Once you start looking at fertilizer at the garden center you will notice there is a large selection to choose from. Armed with a little bit of knowledge will help you make better informed decisions when you are in the fertilizer aisle!
The goal of fertilizing is to supply the plant with proper amounts if nutrients for vigorous growth. Fertilizers may be either water soluble, (eg: Miracle Grow) or gradual release, like compost. There are also different fish fertilizers, compost teas and compost itself.
What Is Compost?
Compost is decayed organic material used as a plant fertilizer. Composting is the practice of combining organic matter to create nutrient rich soil. Grass clippings, leaves, twigs, fruit & vegetable scraps, egg shells, coffee grinds (including the filters), wood ash from your fire pit, straw, flower clippings, even newspaper (just the newsprint though, no shiny flyers please) can be included in your compost pile.
An assortment of the afore mentioned amendments, a bit of water, some additional soil and weekly turning generates heat to break the material down into a dark, nutrient rich soil that is a natural organic fertilizer which puts back into the earth what the plants take as they grow through the season.
The Compost Area
Your compost area can be big or small. There are many options depending on where you live and the space you have available. Many people like to use wood pallets to create an enclosed compost area.

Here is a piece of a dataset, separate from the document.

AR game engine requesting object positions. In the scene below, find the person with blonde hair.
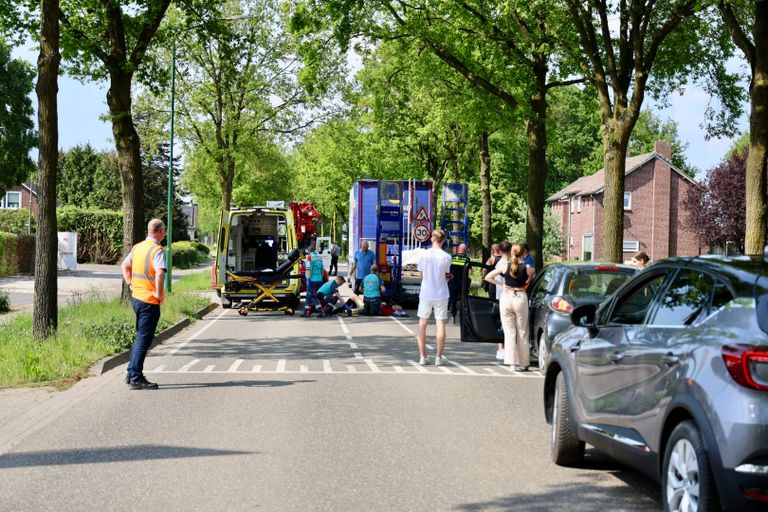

You can also find different types of compost bins or tumblers on the market. Or you can go the easy route and just find a corner of the yard or garden where you can build a pile. It needs to be turned weekly to speed up the composting process. You are constantly adding amendments which need to be worked into the pile.
Selecting A Spot
Choose a spot where the task will be easy and always build it directly on the ground to encourage worms! A great idea is to create a base of twigs or straw, then you can build the pile with layers. A good rule of thumb is to have one third green amendments to two thirds of brown. Greens are things like vegetable scraps, grass clippings and green leaves. Browns are amendments such as dried leaves, wood chips, straw, coffee grounds, peat moss, and egg shells.
A few things to note, never ever add meat or fish scraps to the pile. That will attract unwanted pets and the smell will not be favourable. Also avoid adding perennial weeds as they will actually spread to your garden. Never add thistle roots to your compost. A fragment of thistle root as small as 0.6cm can create a 6 meter in diameter area of thistle in one month.
The Power of Compost
It is quite remarkable how with a little bit of work you can create, rejuvenate and enrich your garden spots with compost. In the past I was able to build up the soil quality in a garden spot that has been over grown with thistle, weeds and severely neglected for many years into a lush black gold oasis! To be able to take soil that was hard, unforgiving and nutrient deficient into the most spectacular garden ever is beyond rewarding. And by composting year after year you are creating the perfect growing space. The rewards for that are huge!